The hatchery is overgrown with trees and brush now, and when I visited their winter branches made a net-like pattern out of which the outline of the building emerges.
Billy explained the process to me as I took pictures – salmon eggs were hatched in custom-made perforated plastic substrates and then incubated to a certain size before being released into the rivers to which they eventually return to spawn.
Most of the equipment is still there, to my eyes just waiting for someone to walk in and restart the whole thing.
Future of Hatchery Funding
So how much investment did it take to get this whole thing started? I was able to piece together a ballpark figure based upon what Billy told me after some coaxing – about $150,000. That is about 4% of what our government gives to the open-pen farms in exchange for dead fish every year. Or put another way, the money spent on dead fish could instead be spent on 25 or so hatcheries – more than doubling the current number – (or fewer combined with other helpful stuff like habitat reclamation projects.)
Something to think about.
Did You Know
Fish hatcheries are widely regarded as a legitimate strategy for helping to maintain wild fish stocks.
The U.S. Fish and Wildlife Service have established a National Fish Hatchery System to support the conservation of native fish species.
Environmental Impacts
Despite the use of hatcheries to support wild stocks, many are focused on supplying fish farms. There is widespread debate about the potential negative impacts of open-pen fish farms in the wild environment.
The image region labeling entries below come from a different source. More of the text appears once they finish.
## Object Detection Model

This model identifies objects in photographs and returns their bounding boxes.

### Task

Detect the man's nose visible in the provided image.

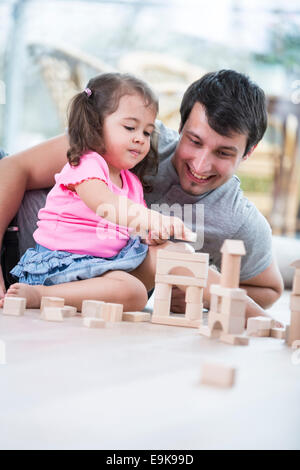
[133,132,145,144]
[193,149,212,174]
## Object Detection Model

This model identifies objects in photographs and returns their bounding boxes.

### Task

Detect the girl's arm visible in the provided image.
[74,179,195,241]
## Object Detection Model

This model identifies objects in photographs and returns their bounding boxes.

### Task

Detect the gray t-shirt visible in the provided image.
[145,122,272,281]
[18,121,272,281]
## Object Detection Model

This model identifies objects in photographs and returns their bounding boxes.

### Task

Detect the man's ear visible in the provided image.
[243,144,258,160]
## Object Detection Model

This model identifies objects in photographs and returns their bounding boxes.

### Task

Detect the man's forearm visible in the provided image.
[240,284,280,308]
[0,157,27,245]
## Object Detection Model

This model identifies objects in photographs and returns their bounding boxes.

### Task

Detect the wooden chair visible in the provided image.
[28,43,115,129]
[238,96,300,236]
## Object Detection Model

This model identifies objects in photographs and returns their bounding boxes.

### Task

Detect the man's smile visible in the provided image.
[186,163,216,183]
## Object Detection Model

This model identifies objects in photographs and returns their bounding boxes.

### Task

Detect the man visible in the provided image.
[0,70,283,312]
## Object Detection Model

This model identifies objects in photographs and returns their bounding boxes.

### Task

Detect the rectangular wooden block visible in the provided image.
[210,284,247,300]
[290,294,300,312]
[101,302,123,322]
[123,312,151,322]
[156,257,208,279]
[247,317,274,336]
[185,303,203,320]
[82,317,106,328]
[201,362,236,388]
[3,296,26,317]
[154,283,172,300]
[151,315,202,328]
[185,286,203,304]
[221,297,246,317]
[157,249,209,264]
[155,274,207,287]
[81,300,105,318]
[40,297,65,312]
[271,328,286,339]
[61,305,77,318]
[40,307,64,322]
[292,273,300,295]
[153,299,170,317]
[220,334,249,346]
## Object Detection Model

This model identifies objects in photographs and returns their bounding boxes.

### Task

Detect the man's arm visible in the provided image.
[0,135,68,297]
[241,259,284,308]
[171,260,283,324]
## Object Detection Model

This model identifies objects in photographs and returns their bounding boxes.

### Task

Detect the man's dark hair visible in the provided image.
[180,70,267,156]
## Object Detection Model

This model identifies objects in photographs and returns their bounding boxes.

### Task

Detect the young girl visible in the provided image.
[2,73,190,311]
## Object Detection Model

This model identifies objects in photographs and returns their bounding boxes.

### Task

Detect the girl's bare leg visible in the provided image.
[130,241,190,292]
[0,271,148,311]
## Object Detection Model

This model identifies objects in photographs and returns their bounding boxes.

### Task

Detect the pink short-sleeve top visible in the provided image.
[33,152,146,258]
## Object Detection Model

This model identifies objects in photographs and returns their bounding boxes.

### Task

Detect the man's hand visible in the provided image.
[0,266,6,299]
[171,286,186,313]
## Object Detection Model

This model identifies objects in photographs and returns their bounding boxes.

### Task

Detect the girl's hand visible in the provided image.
[0,266,6,299]
[149,210,196,241]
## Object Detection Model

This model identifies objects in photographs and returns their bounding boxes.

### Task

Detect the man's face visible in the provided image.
[173,103,247,196]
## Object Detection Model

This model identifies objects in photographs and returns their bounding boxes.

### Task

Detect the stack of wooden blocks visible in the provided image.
[286,259,300,348]
[152,250,209,328]
[200,240,249,345]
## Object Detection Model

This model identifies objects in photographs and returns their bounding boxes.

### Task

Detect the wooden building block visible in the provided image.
[221,297,247,317]
[101,302,123,322]
[61,305,77,318]
[164,242,195,253]
[209,284,247,300]
[185,286,203,304]
[292,270,300,295]
[154,283,172,300]
[40,297,65,312]
[156,258,208,279]
[290,294,300,312]
[40,306,64,322]
[155,274,207,287]
[220,240,246,288]
[201,362,236,388]
[288,310,300,346]
[185,302,203,320]
[251,328,271,338]
[123,312,151,322]
[220,334,249,346]
[82,317,106,328]
[291,259,300,295]
[271,328,286,339]
[157,249,209,264]
[3,295,26,317]
[247,317,274,336]
[152,299,170,318]
[151,315,202,328]
[81,300,105,318]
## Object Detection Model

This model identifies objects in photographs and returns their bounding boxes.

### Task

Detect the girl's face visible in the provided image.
[103,94,156,174]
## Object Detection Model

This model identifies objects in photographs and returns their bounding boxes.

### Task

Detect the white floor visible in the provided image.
[0,293,300,449]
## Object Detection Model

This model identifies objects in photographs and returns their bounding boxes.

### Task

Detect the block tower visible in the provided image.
[287,259,300,348]
[152,249,209,328]
[200,240,248,344]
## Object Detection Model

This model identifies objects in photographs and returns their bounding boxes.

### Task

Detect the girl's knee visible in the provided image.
[124,275,148,311]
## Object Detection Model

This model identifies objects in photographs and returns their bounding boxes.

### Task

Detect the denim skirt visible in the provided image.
[10,237,148,286]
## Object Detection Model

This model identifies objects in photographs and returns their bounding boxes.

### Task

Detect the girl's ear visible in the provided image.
[243,144,258,160]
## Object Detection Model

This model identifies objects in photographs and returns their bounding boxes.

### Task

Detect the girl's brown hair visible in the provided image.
[67,73,158,191]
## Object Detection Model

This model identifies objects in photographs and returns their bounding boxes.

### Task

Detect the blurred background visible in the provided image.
[0,0,300,238]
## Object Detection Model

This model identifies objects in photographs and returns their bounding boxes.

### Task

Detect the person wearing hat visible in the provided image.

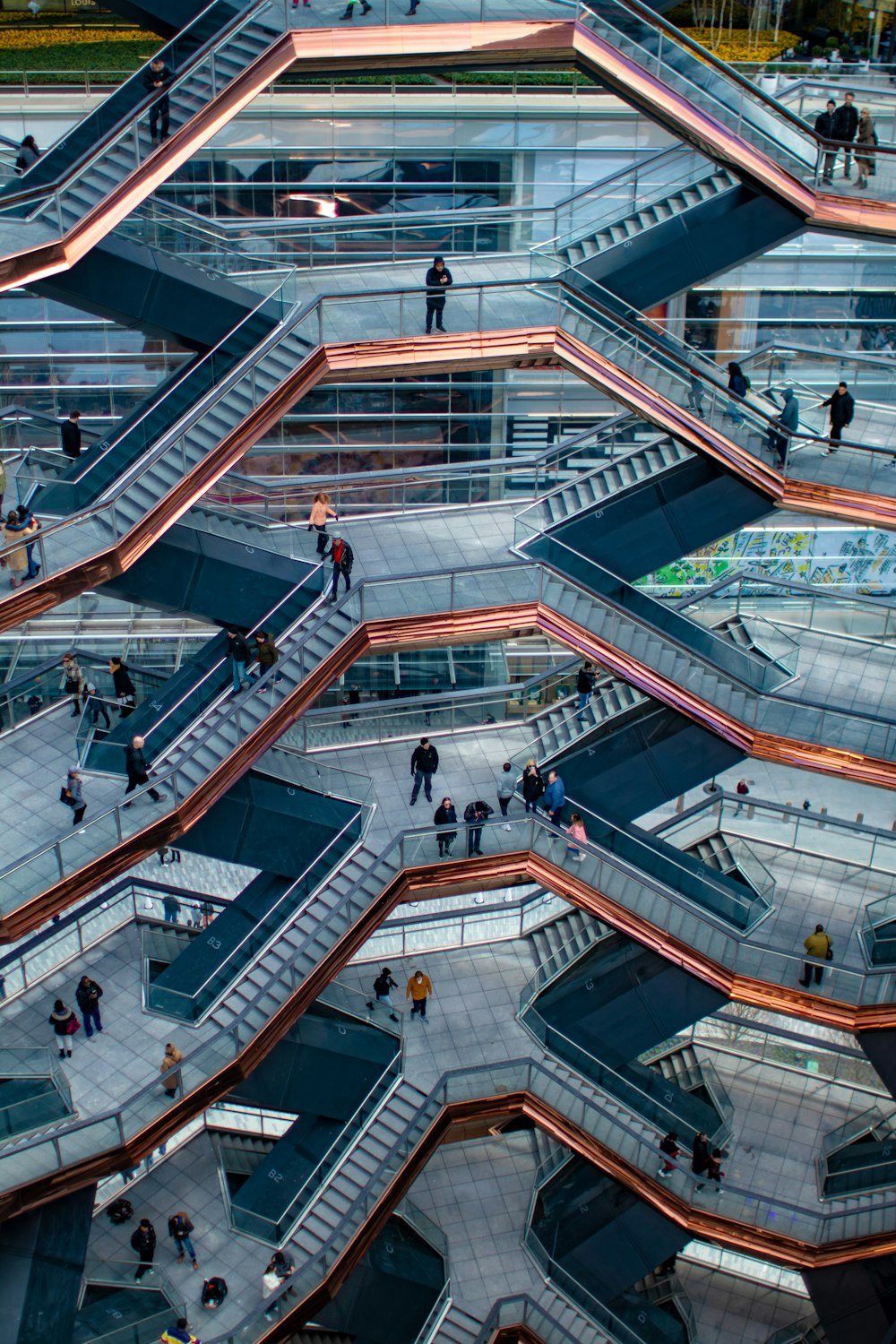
[59,765,87,827]
[323,532,355,602]
[426,257,454,336]
[366,967,398,1021]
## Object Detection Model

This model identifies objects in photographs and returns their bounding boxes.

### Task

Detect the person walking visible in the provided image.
[522,761,544,812]
[14,136,40,177]
[323,532,355,605]
[657,1129,681,1180]
[75,976,102,1040]
[815,99,843,182]
[575,663,594,723]
[3,508,28,589]
[159,1040,184,1101]
[84,682,111,733]
[799,925,834,989]
[463,798,492,859]
[159,1316,202,1344]
[143,56,175,147]
[255,631,283,682]
[497,761,516,831]
[59,653,86,719]
[108,653,137,719]
[724,359,750,425]
[567,812,589,863]
[168,1209,199,1269]
[820,382,856,457]
[227,629,253,695]
[832,91,861,185]
[404,970,435,1026]
[47,999,81,1059]
[856,108,877,191]
[130,1218,156,1279]
[125,733,162,808]
[59,765,87,827]
[691,1131,710,1190]
[59,411,81,462]
[366,967,398,1021]
[159,1316,202,1344]
[411,738,439,806]
[426,257,454,336]
[541,771,567,827]
[307,491,339,556]
[769,387,799,467]
[433,798,457,859]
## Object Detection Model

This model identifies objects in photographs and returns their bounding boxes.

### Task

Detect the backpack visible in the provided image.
[106,1199,134,1226]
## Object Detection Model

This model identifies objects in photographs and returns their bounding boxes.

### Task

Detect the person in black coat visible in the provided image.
[815,99,843,182]
[831,93,858,177]
[433,798,457,859]
[125,736,161,808]
[108,655,137,719]
[411,738,439,806]
[821,383,856,457]
[59,411,81,462]
[143,56,175,145]
[426,257,454,336]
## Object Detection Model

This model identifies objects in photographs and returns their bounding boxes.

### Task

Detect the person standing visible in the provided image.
[168,1209,199,1269]
[815,99,843,182]
[130,1218,156,1279]
[799,925,834,989]
[832,93,861,178]
[657,1129,681,1180]
[323,532,355,604]
[691,1131,710,1190]
[848,108,877,191]
[60,411,81,462]
[575,663,594,723]
[84,682,111,733]
[125,734,161,808]
[366,967,398,1021]
[108,653,137,719]
[159,1040,184,1101]
[404,970,435,1026]
[411,738,439,806]
[769,387,799,467]
[820,382,856,457]
[227,631,253,695]
[497,761,516,831]
[339,0,374,23]
[426,257,454,336]
[522,761,544,812]
[143,56,175,145]
[463,798,492,859]
[48,999,81,1059]
[59,766,87,827]
[307,491,339,556]
[75,976,102,1040]
[541,771,567,827]
[433,798,457,859]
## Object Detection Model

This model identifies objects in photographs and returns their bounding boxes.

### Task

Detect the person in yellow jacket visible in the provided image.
[404,970,435,1026]
[799,925,834,989]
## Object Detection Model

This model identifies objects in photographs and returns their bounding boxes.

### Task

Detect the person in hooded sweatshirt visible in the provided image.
[426,257,454,336]
[769,387,799,467]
Possible negative impacts of the widespread release of hatchery fish into the ocean to support wild stocks include the artificial promotion of one (hatchery supported) species over others, and the potential for lack of genetic diversification across the fish released.
Health Impacts
Including fish as part of your diet has well-recorded health benefits although care should be taken as some varieties are high in toxins as a result of pollution in the environment. Wild salmon is generally regarded to be healthier than farmed salmon due to a lower risk of PCB contamination.
Lessons Learned
Fish hatcheries can be an important part of maintaining wild fish stocks, providing coastal communities with direct employment opportunities and supporting local fisheries. They require relatively little capital investment to start and maintain.
What You Can Do
Find out about your government’s support of fish hatcheries as part of maintaining wild fish stocks. Advocate for this strategy as a method of conservation and socio-economic support of coastal communities.